We often talked about carbon footprint but have we ever heard or talked about water footprint? Water footprint measure the amount of water required to produce all the goods and services consumed by the individual or community, a nation or all of humanity. This includes direct water use (such as for drinking and cleaning) as well as indirect use (the water required to produce goods and services). A water footprint has three components: green, blue, and grey. The green water footprint is the volume of green water (rainwater) consumed, which is particularly relevant in crop production. The blue water footprint refers to consumption of blue water resources (surface and ground water). The grey water footprint is the amount of fresh water required to assimilate pollutants to meet specific water quality standards. It is also an indicator of the degree of freshwater.

Everything we eat, sell, buy and use requires water. Even to produce clothes and growing plants and rice require a voluminous amount of water.  Institution of Mechanical Engineers (IME), 2016 has reported that to produce 1kg of rice requires 2,497 litres meanwhile according to The Logical Indian, 2017 up to 11000 litres of water are used to produce a pair of jeans.

It is vital for us to be concerned of water footprint as it could help us to understand for what purposes our limited freshwater resources are being consumed and polluted. As the world population is growing, the need for fresh water is growing too. Thus, it is a must for every country to keep water footprint at low level. If we don’t take measures, soon we will be running short of fresh water. Experts predicted that

by 2030 the demand for global freshwater will exceed supply by 40 percent.

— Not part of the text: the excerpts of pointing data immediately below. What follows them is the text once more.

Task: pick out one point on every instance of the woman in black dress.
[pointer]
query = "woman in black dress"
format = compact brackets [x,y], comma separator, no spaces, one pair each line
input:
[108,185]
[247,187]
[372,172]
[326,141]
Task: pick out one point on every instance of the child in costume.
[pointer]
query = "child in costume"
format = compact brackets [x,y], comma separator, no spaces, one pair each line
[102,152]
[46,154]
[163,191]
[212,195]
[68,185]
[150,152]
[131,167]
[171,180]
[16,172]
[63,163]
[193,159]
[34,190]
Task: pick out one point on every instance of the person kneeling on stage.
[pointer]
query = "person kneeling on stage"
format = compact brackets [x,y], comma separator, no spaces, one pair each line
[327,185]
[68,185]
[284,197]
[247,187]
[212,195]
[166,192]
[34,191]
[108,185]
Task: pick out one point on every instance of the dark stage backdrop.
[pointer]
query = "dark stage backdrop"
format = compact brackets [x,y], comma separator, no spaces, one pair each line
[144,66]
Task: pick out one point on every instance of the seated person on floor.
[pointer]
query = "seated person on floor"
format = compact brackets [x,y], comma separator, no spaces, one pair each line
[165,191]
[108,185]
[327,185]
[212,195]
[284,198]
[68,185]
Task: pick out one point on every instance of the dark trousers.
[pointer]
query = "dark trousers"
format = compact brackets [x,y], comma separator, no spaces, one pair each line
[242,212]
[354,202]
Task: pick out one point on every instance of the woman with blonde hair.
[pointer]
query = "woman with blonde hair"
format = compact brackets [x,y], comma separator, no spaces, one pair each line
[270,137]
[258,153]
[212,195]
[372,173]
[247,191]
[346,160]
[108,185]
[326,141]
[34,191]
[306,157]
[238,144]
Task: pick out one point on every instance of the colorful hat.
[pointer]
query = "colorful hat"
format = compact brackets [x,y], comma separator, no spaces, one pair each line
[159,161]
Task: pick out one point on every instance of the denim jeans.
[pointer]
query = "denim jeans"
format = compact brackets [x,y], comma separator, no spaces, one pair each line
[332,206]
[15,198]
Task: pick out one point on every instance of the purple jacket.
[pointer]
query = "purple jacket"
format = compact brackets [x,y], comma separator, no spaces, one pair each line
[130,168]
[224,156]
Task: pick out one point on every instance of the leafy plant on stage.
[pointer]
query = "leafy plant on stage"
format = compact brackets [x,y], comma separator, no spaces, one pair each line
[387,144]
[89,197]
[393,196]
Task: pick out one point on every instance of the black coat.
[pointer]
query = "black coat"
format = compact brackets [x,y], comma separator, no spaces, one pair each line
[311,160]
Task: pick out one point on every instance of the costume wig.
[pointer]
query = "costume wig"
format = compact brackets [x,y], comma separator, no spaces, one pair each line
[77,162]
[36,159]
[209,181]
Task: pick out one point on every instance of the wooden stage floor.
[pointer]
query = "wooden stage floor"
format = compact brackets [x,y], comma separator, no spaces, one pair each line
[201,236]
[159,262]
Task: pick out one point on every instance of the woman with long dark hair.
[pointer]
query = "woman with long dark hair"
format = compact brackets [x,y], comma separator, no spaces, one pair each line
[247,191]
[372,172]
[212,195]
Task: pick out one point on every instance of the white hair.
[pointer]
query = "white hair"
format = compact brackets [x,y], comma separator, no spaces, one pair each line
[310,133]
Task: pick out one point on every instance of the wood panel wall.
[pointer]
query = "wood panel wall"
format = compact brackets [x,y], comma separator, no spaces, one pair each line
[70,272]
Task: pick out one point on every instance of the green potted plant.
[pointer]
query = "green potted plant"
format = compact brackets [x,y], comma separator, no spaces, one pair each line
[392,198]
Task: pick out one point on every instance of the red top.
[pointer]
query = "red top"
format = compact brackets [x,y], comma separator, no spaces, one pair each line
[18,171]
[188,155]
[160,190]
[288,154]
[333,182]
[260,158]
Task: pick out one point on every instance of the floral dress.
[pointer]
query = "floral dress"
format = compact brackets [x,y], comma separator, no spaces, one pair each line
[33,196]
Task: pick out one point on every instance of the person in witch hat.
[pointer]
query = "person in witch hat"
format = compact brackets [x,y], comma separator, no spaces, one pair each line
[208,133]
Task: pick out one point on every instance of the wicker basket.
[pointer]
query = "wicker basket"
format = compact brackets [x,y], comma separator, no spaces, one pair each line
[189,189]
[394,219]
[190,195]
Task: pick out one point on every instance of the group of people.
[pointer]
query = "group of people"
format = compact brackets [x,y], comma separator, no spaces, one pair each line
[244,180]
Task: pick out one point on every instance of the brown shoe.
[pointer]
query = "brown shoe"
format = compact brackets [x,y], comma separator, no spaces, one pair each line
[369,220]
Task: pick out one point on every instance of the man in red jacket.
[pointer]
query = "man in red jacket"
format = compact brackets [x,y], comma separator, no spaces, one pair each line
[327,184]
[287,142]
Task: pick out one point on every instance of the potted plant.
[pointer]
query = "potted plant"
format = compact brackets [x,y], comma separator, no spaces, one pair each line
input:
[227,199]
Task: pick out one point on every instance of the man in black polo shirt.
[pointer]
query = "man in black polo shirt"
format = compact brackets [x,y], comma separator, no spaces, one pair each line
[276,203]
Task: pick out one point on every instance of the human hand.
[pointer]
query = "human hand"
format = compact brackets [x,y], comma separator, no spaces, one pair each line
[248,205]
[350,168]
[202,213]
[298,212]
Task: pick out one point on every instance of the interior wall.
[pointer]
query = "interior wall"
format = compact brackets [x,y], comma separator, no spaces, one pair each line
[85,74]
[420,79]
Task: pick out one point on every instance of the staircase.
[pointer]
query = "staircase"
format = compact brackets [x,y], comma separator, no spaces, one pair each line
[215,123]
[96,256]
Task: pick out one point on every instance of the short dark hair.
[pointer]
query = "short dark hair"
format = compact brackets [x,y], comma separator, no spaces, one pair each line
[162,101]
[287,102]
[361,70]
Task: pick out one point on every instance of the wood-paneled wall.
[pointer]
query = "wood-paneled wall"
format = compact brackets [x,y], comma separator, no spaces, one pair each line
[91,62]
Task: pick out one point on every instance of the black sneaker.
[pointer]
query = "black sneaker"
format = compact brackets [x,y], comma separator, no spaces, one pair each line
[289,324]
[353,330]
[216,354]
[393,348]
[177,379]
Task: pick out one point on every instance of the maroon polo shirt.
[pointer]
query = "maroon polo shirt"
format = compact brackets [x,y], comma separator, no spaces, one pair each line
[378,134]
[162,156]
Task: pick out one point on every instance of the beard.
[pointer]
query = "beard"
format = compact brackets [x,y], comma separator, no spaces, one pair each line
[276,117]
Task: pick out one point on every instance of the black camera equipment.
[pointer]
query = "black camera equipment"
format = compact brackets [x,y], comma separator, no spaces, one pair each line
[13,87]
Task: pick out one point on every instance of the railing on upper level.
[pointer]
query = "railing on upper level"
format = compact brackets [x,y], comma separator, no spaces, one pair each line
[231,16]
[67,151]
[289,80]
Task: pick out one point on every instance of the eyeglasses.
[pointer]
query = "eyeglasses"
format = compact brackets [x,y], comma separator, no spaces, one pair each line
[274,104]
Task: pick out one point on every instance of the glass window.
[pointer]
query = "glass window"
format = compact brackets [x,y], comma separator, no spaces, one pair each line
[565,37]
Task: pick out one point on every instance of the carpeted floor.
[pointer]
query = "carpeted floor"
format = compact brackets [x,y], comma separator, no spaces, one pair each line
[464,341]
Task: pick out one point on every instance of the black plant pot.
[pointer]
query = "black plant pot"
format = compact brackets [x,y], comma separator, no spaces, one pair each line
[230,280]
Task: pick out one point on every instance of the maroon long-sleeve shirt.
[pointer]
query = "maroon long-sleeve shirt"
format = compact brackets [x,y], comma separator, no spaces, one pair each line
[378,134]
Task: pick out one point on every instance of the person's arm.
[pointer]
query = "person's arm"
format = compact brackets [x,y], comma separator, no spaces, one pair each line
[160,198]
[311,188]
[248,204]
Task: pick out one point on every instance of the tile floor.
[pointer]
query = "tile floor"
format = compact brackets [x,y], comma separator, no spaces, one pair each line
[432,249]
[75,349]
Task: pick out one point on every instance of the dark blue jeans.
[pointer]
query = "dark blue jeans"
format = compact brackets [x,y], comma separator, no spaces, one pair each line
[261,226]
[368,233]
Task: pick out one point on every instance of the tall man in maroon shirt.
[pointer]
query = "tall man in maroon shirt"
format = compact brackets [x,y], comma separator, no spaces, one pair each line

The water footprint of countries indicates how careful and responsible the people and manufacturers of a country measure in terms of using water. A nation’s water footprint can be viewed from two perspective which are production and consumption. The water footprint of production is the amount of local water resources that are used to produce goods and services within the country. This includes the water footprint of agriculture, industry and domestic water use. Meanwhile, the water footprint from the perspective of consumption is the goods and services that are consumed by the people living in a country.

In Malaysia, palm oil is related to high water consumption and effluents produced during the plantation and milling phase. Palm oil is a crop that requires large amount of water for high-yielding palm oil production. According to one of the studies done by A. Muhammad Muaz and M.H. Marlia in 2014, showed that the green, blue and grey water footprints for growing palm oil in the selected area in Pahang are 229m3/ton, 6.6m3/ton and 7m3/ton, respectively. Thus, in terms of production, Malaysia has high water footprints and mostly due to agriculture and plantation. So does with the consumption. Malaysia has high water consumption which was 209 liters per day.

Water footprint level reflects on the responsibility of a country to optimizing their water usage for every sector. Water is basic necessity, reduce water consumption for unnecessary events is strongly encouraged so that we could lower the water footprint level.